Tutorial
This tutorial will show you the use of PyMuPDF, MuPDF in Python, step by step.
Because MuPDF supports not only PDF, but also XPS, OpenXPS, CBZ, CBR, FB2 and EPUB formats, so does PyMuPDF 1. Nevertheless, for the sake of brevity we will only talk about PDF files. At places where indeed only PDF files are supported, this will be mentioned explicitely.
Importing the Bindings
The Python bindings to MuPDF are made available by this import statement. We also show here how your version can be checked:
>>> import fitz
>>> print(fitz.__doc__)
PyMuPDF 1.16.0: Python bindings for the MuPDF 1.16.0 library.
Version date: 2019-07-28 07:30:14.
Built for Python 3.7 on win32 (64-bit).
Opening a Document
To access a supported document, it must be opened with the following statement:
doc = fitz.open(filename) # or fitz.Document(filename)
This creates the Document object doc. filename must be a Python string (or a pathlib.Path
) specifying the name of an existing file.
It is also possible to open a document from memory data, or to create a new, empty PDF. See Document for details. You can also use Document as a context manager.
A document contains many attributes and functions. Among them are meta information (like “author” or “subject”), number of total pages, outline and encryption information.
Some Document Methods and Attributes
Method / Attribute | Description |
---|---|
the number of pages (int) | |
the metadata (dict) | |
get the table of contents (list) | |
read a Page |
Accessing Meta Data
PyMuPDF fully supports standard metadata. Document.metadata is a Python dictionary with the following keys. It is available for all document types, though not all entries may always contain data. For details of their meanings and formats consult the respective manuals, e.g. Adobe PDF References for PDF. Further information can also be found in chapter Document. The meta data fields are strings or None if not otherwise indicated. Also be aware that not all of them always contain meaningful data – even if they are not None.
Key | Value |
---|---|
producer | producer (producing software) |
format | format: ‘PDF-1.4’, ‘EPUB’, etc. |
encryption | encryption method used if any |
author | author |
modDate | date of last modification |
keywords | keywords |
title | title |
creationDate | date of creation |
creator | creating application |
subject | subject |
Note
Apart from these standard metadata, PDF documents starting from PDF version 1.4 may also contain so-called “metadata streams” (see also stream). Information in such streams is coded in XML. PyMuPDF deliberately contains no XML components, so we do not directly support access to information contained therein. But you can extract the stream as a whole, inspect or modify it using a package like lxml and then store the result back into the PDF. If you want, you can also delete these data altogether.
Note
There are two utility scripts in the repository that import (PDF only) resp. export metadata from resp. to CSV files.
Working with Outlines
The easiest way to get all outlines (also called “bookmarks”) of a document, is by loading its table of contents:
toc = doc.get_toc()
This will return a Python list of lists [[lvl, title, page, …], …] which looks much like a conventional table of contents found in books.

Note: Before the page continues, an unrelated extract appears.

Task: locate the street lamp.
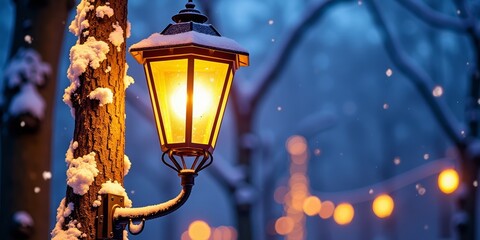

lvl is the hierarchy level of the entry (starting from 1), title is the entry’s title, and page the page number (1-based!). Other parameters describe details of the bookmark target.
Note
There are two utility scripts in the repository that import (PDF only) resp. export table of contents from resp. to CSV files.
Working with Pages
Page handling is at the core of MuPDF’s functionality.
You can render a page into a raster or vector (SVG) image, optionally zooming, rotating, shifting or shearing it.
You can extract a page’s text and images in many formats and search for text strings.
For PDF documents many more methods are available to add text or images to pages.
First, a Page must be created. This is a method of Document:
page = doc.load_page(pno) # loads page number 'pno' of the document (0-based)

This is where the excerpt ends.